London dispersion forces,
dipole-dipole interactions,
hydrogen bonding.

However, hydrogen bonding is the dominant reason for many of water’s unusual properties.

Conclusion

Hydrogen bonding is a powerful intermolecular force that occurs when hydrogen bonded to $\mathrm{N}$, $\mathrm{O}$, or $\mathrm{F}$ is attracted to a lone pair on a nearby molecule. It explains many important properties such as high boiling point, surface tension, viscosity, solubility, and the low density of ice.

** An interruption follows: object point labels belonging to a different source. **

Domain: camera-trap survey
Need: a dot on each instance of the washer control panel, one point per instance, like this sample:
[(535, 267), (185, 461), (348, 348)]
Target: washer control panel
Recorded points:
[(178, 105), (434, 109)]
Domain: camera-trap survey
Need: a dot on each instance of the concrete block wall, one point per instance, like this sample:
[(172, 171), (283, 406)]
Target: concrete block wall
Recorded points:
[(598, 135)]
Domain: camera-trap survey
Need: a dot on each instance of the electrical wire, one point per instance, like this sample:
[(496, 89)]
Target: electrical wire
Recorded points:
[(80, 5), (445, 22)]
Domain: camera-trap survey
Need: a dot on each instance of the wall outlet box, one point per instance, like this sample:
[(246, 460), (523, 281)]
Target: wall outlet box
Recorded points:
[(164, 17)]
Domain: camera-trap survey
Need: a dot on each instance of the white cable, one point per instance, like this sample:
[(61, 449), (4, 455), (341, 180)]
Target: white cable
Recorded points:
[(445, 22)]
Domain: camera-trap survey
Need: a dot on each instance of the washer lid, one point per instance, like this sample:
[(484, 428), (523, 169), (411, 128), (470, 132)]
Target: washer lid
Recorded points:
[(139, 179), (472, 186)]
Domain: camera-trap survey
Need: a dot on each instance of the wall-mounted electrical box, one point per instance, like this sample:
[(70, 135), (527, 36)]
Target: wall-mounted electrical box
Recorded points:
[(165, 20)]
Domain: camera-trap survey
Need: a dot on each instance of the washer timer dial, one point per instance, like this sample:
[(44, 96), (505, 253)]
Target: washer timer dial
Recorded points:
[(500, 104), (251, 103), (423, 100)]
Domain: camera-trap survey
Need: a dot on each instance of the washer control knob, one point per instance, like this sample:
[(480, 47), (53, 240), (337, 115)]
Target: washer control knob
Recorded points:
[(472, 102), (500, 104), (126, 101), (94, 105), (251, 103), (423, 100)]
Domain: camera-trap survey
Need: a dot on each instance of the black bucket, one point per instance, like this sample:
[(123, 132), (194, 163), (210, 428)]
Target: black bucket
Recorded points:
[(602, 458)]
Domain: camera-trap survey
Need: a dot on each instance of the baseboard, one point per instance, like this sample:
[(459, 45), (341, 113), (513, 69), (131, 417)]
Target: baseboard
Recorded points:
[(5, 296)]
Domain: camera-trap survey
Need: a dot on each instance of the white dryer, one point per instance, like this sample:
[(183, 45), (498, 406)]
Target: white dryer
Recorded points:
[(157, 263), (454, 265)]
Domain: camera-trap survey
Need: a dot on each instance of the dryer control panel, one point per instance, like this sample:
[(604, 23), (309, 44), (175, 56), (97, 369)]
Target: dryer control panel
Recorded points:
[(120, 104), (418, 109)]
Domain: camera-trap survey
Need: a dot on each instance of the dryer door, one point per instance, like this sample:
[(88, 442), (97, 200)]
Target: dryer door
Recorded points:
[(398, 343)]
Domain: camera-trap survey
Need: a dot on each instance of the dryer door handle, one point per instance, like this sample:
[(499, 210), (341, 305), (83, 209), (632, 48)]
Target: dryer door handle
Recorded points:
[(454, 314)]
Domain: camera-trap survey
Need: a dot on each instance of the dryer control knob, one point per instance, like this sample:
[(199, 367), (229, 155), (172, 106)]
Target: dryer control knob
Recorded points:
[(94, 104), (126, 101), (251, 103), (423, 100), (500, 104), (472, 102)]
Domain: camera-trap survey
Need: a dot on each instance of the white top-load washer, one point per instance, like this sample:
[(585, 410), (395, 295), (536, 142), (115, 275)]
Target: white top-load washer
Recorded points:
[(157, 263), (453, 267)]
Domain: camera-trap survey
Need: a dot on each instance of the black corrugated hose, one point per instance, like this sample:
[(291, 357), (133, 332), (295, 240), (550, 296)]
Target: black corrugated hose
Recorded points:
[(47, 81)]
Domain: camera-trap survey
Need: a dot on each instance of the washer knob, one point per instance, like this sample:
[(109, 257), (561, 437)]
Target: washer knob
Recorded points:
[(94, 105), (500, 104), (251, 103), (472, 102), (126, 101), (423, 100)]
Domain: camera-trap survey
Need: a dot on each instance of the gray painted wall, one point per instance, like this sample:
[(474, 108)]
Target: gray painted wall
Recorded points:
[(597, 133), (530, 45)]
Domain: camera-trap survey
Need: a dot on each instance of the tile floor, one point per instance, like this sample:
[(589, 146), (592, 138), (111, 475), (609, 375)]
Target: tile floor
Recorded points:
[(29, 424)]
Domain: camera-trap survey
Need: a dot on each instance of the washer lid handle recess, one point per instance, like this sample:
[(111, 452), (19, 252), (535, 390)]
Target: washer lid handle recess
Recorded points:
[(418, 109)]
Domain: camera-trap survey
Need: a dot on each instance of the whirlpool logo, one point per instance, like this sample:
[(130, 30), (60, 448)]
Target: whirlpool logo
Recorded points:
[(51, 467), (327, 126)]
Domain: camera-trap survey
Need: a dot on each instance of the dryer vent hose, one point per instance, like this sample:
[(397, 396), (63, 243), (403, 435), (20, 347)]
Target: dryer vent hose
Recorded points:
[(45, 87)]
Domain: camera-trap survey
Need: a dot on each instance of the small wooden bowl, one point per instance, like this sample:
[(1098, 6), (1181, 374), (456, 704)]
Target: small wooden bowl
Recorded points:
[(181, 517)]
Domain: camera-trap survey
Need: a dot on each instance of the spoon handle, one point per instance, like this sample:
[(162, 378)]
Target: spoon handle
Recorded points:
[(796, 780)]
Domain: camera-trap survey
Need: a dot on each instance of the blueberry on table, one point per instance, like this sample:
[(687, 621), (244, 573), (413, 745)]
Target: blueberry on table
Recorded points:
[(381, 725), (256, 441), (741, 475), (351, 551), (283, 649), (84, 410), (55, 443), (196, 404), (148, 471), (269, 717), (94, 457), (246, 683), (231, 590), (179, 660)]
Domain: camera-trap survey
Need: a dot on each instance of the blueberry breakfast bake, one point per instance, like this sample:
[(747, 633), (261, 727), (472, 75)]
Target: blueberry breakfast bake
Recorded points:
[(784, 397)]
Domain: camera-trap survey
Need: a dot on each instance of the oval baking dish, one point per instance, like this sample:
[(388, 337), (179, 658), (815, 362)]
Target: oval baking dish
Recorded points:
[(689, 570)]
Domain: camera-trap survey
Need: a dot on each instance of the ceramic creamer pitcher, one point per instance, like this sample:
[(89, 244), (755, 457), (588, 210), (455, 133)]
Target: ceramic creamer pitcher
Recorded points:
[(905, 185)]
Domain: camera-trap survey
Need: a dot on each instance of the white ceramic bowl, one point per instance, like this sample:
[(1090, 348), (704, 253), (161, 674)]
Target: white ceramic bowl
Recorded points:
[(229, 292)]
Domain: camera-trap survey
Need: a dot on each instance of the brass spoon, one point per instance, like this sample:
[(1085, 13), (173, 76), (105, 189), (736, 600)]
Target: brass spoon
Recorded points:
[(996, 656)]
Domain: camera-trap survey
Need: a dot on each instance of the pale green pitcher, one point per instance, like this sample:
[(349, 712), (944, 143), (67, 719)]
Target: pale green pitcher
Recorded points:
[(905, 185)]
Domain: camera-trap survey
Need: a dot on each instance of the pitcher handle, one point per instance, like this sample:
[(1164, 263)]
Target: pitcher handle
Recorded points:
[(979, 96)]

For IB Chemistry HL, hydrogen bonding is essential because it shows how molecular structure affects macroscopic behavior. It also connects to biological molecules, materials, and real-world chemistry. If you can identify when hydrogen bonding occurs and explain its effects, you have mastered a major part of Structure 2 — Models of Bonding and Structure ✅.

Study Notes

Hydrogen bonding is a strong intermolecular force, not a covalent bond.
It occurs when $\mathrm{H}$ is covalently bonded to $\mathrm{N}$, $\mathrm{O}$, or $\mathrm{F}$.
A hydrogen bond forms between the $\delta^+$ hydrogen of one molecule and a lone pair on $\mathrm{N}$, $\mathrm{O}$, or $\mathrm{F}$ in another molecule.
Hydrogen bonding raises boiling point, viscosity, and surface tension.
Water’s high boiling point and the floating of ice are classic examples.
Molecules such as $\mathrm{H_2O}$, $\mathrm{NH_3}$, $\mathrm{HF}$, and alcohols can hydrogen bond.
Molecules like $\mathrm{CH_4}$ and $\mathrm{C_2H_6}$ cannot hydrogen bond with themselves.
Hydrogen bonding helps explain solubility, biological structure, and material strength.
In IB questions, always check for both the correct hydrogen atom and an available lone pair.
Hydrogen bonding is a central example of the link between structure and properties in chemistry.